The more contestable point is how much, if at all, the Court
cares about its own prior case law. This factor leads us to the very lengthy
footnote 48 in Dobbs v. Jackson Women's Health, and what Justice Angry
Alito called a "partial list" of the times when the Court reversed
itself. I strongly suggest you read it. I predict it will leave you breathless.
Here are representative samples (please forgive the absence of hyper-links).
Most of these reversals are in footnote 48, a few are not:
First the Court held (by summary affirmance) that there was
no right to same sex-marriage, now there is such a right.
First the Court held there was a fundamental right to
abortion, then it was a protected right, now there's no right to an abortion.
First the Court held formal legal segregation under state
law did not violate the Constitution, now it does.
First the Court held that private consensual sexual
relations between two people of the same sex was not constitutionally
protected, now it is.
First the Court held that most generally available
government aid to religious schools violated the Establishment Clause, then the
Court held that such aid was constitutional, and now such aid is
constitutionally required under the free exercise clause.
First the Court held that the 11th Amendment could be
abrogated by Congress under its commerce clause authority, now Congress lacks
that power.
First the Court held Congress could require the states to
help it implement its federal enumerated powers, then the Court held Congress
could not do so, then the Court held Congress could do so, and now Congress
again can't do so unless the law applies to both the public and private sectors
or, oddly, if the law applies to state judges.
First the Court held that most gender distinctions were
constitutional under a rational basis test, now most gender classifications are
unconstitutional under something very close to strict scrutiny.
First the Court held that indigents charged with crimes
under state law had no right to a government funded attorney, now there is such
a right.
First the Court held that paper money was not legal tender
for prior debts. A year and two new Justices later, paper money was held to be
proper legal tender.
First the Court held that Congress could not regulate child
labor under the commerce clause, now it can.
First the Court held the Second Amendment only applied to
militia type weapons, now it applies to all arms in common use.
I could go on and on and on and on and on.

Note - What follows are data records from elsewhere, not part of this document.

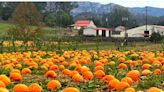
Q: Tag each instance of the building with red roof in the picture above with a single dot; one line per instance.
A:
(84, 23)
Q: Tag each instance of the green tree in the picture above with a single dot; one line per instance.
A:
(114, 18)
(6, 9)
(60, 19)
(155, 37)
(25, 16)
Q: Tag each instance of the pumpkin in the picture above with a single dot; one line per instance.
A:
(128, 80)
(15, 71)
(121, 59)
(107, 78)
(61, 67)
(5, 79)
(134, 74)
(113, 83)
(51, 74)
(3, 89)
(15, 76)
(122, 66)
(154, 89)
(99, 74)
(54, 67)
(99, 68)
(88, 75)
(122, 85)
(70, 89)
(26, 71)
(2, 84)
(20, 88)
(130, 89)
(35, 88)
(53, 84)
(66, 72)
(157, 71)
(77, 78)
(146, 66)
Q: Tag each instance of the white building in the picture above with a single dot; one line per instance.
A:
(104, 32)
(84, 23)
(141, 31)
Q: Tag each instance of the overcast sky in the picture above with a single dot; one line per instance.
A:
(129, 3)
(126, 3)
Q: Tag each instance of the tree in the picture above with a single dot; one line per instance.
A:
(155, 37)
(25, 16)
(114, 18)
(6, 9)
(60, 19)
(61, 6)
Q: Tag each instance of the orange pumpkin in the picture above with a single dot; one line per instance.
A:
(54, 67)
(121, 59)
(66, 72)
(5, 79)
(146, 66)
(20, 88)
(122, 85)
(2, 84)
(3, 89)
(134, 74)
(88, 75)
(77, 78)
(99, 68)
(130, 89)
(146, 72)
(122, 66)
(113, 83)
(157, 71)
(35, 88)
(99, 74)
(15, 76)
(107, 78)
(128, 80)
(70, 89)
(51, 74)
(154, 89)
(53, 85)
(26, 71)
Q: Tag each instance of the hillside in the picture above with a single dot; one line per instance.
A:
(98, 8)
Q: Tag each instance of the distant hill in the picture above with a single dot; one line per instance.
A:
(98, 8)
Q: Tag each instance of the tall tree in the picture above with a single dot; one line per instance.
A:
(6, 9)
(60, 19)
(26, 14)
(114, 18)
(61, 6)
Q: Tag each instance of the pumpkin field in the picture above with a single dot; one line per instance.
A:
(82, 71)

An institution that is not bound by text or precedent is not a court of law. Even worse, an institution that is not bound by text or precedent and is staffed by officials with life tenure and virtually unreviewable power is a terrible idea for a representative constitutional democracy. No other political institution in the history of the free world exercises authority the way our Supreme Court does. Far from being exceptional, such an institution poses serious dangers to self-government and the rule of law. It is well-past time we take serious measures to reduce that threat. How to do so is a subject for a different day.